Il y a quelques mois, Carlos Ghosn fut violemment critiqué (et même convoqué à l’Elysée !) à propos de la Clio 4 qui sera fabriquée en Turquie. Mais comment peut-on faire semblant de tout ignorer soudainement ? La plus grande usine Renault est à Bursa en Turquie, à 3.500 km de Billancourt et de la cabane en bois où Louis Renault assemblait ses premières autos. En fait, seulement 20% des Renault sont assemblées en France, contre 60% il y a dix ans. Mais dans le même temps, Renault a pris 44% de Nissan et a racheté Dacia pour vendre une auto dans le monde entier. La progression de l’ex-marque roumaine n’est pas due au hasard, depuis 2006, le prix moyen des voitures neuves achetées par les Européens a baissé chaque année. Au cours du premier semestre 2010, la gamme économique et inférieure a encore progressé de 9% en France pour représenter 57,5% du marché. D’où le succès de la Logan et de Sandéro, et pas seulement en France, mais sur tout le Vieux Continent. En ce sens, Dacia est une marque très moderne car en adéquation avec la demande actuelle. Il s’est vendu en France sur cette même période de janvier à juillet 2010, 61.249 Dacia, soit presque autant que de Ford, plus que de Fiat (41.000) et d’Opel (49.000), et un peu moins que de Volkswagen (76.500). Voilà la réalité d’une demande orientée vers moins d’équipements et moins de puissance, vers une auto qui ne représente plus un statut social mais une nouvelle manière de penser les déplacements.

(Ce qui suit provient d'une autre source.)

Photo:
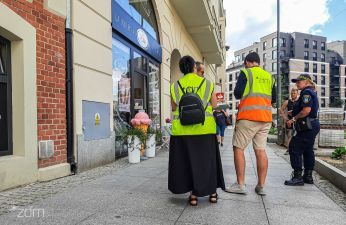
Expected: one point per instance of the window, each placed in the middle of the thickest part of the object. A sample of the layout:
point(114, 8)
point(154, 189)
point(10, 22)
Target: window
point(323, 80)
point(282, 42)
point(323, 46)
point(5, 98)
point(274, 42)
point(143, 13)
point(315, 79)
point(323, 57)
point(274, 67)
point(323, 102)
point(314, 56)
point(306, 55)
point(314, 44)
point(274, 55)
point(306, 67)
point(323, 91)
point(306, 43)
point(323, 68)
point(314, 68)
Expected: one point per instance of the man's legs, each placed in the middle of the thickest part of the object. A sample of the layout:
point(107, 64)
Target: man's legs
point(239, 163)
point(262, 166)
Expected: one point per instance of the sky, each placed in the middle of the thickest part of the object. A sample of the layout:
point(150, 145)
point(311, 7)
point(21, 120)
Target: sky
point(249, 20)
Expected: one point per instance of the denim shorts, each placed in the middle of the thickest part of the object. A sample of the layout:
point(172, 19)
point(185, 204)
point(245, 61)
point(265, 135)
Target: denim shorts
point(220, 130)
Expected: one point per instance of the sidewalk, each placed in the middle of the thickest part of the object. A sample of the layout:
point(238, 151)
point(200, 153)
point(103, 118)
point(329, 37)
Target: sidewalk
point(138, 195)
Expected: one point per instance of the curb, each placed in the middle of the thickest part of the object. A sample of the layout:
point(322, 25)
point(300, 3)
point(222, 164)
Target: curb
point(334, 175)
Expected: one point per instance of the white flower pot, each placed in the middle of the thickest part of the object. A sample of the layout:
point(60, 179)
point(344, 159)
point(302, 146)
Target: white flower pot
point(150, 146)
point(133, 148)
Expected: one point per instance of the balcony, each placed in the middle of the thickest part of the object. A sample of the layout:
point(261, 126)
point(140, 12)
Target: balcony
point(203, 29)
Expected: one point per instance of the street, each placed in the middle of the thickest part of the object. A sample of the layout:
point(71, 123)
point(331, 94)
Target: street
point(138, 194)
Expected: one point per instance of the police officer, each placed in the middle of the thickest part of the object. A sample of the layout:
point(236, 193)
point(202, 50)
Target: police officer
point(307, 126)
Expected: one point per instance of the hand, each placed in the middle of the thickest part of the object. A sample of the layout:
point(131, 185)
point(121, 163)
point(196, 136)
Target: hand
point(289, 123)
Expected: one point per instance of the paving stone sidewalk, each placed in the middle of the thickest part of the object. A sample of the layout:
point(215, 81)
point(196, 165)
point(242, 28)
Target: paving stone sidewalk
point(138, 194)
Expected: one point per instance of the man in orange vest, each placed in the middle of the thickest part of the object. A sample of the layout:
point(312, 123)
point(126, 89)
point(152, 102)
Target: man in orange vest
point(255, 88)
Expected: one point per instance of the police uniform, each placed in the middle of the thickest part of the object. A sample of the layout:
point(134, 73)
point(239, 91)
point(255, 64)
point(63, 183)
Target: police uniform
point(301, 145)
point(194, 157)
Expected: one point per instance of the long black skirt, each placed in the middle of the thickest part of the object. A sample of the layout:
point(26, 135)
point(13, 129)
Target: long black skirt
point(195, 165)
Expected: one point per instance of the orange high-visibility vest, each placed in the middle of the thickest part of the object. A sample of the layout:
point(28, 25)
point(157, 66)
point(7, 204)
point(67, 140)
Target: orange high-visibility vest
point(255, 104)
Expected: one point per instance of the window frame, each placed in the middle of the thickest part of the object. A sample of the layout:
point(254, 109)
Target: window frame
point(7, 65)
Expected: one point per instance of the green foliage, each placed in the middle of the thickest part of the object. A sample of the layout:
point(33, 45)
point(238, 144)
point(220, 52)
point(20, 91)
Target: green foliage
point(338, 153)
point(135, 132)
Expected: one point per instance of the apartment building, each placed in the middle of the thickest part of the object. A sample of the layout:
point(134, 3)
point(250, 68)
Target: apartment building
point(299, 53)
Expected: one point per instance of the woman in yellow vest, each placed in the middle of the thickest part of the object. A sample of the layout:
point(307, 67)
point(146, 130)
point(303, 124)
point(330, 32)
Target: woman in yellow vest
point(194, 157)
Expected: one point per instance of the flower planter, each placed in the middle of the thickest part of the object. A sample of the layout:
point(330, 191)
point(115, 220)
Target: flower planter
point(134, 147)
point(150, 146)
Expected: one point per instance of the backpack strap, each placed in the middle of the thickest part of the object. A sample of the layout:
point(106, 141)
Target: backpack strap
point(199, 87)
point(181, 88)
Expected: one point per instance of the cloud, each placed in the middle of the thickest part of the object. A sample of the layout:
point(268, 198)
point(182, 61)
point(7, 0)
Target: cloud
point(249, 20)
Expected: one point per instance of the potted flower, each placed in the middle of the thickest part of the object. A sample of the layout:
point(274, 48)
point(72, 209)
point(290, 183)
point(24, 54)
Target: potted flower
point(135, 139)
point(150, 143)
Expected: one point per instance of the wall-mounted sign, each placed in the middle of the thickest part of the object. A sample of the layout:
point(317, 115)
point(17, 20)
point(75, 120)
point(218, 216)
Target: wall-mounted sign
point(142, 38)
point(123, 23)
point(97, 118)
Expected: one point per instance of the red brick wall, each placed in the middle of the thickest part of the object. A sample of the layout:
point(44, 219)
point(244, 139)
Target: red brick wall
point(50, 50)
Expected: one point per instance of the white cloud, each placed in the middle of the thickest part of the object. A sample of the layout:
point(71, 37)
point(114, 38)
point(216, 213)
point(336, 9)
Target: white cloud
point(248, 20)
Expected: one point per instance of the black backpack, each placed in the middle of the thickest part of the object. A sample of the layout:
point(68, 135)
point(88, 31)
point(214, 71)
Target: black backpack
point(191, 109)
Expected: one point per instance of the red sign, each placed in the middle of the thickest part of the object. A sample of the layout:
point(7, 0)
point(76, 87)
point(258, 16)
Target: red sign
point(220, 96)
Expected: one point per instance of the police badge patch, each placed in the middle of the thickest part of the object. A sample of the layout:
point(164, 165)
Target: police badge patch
point(306, 98)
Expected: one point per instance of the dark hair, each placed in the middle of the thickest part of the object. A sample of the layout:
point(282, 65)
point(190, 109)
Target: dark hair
point(187, 64)
point(198, 65)
point(252, 57)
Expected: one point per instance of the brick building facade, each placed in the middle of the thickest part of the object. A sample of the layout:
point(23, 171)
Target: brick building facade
point(49, 26)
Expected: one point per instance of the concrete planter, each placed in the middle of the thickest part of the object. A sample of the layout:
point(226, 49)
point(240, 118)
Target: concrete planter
point(150, 146)
point(334, 175)
point(134, 148)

Alors, qui peut aujourd’hui critiquer le constructeur français dans sa politique de développement du « low cost », politique menée certes avec Dacia, mais également avec la maison mère, Fluence, berline commercialisée au printemps, n’est-elle pas une sorte de Laguna low cost ? Mais après tout, n’est-ce pas une stratégie raisonnée, à savoir devenir un constructeur low cost afin de placer un maximum d’autos sur toute la planète et passer de 2,2 à 4 millions d’unités produites ?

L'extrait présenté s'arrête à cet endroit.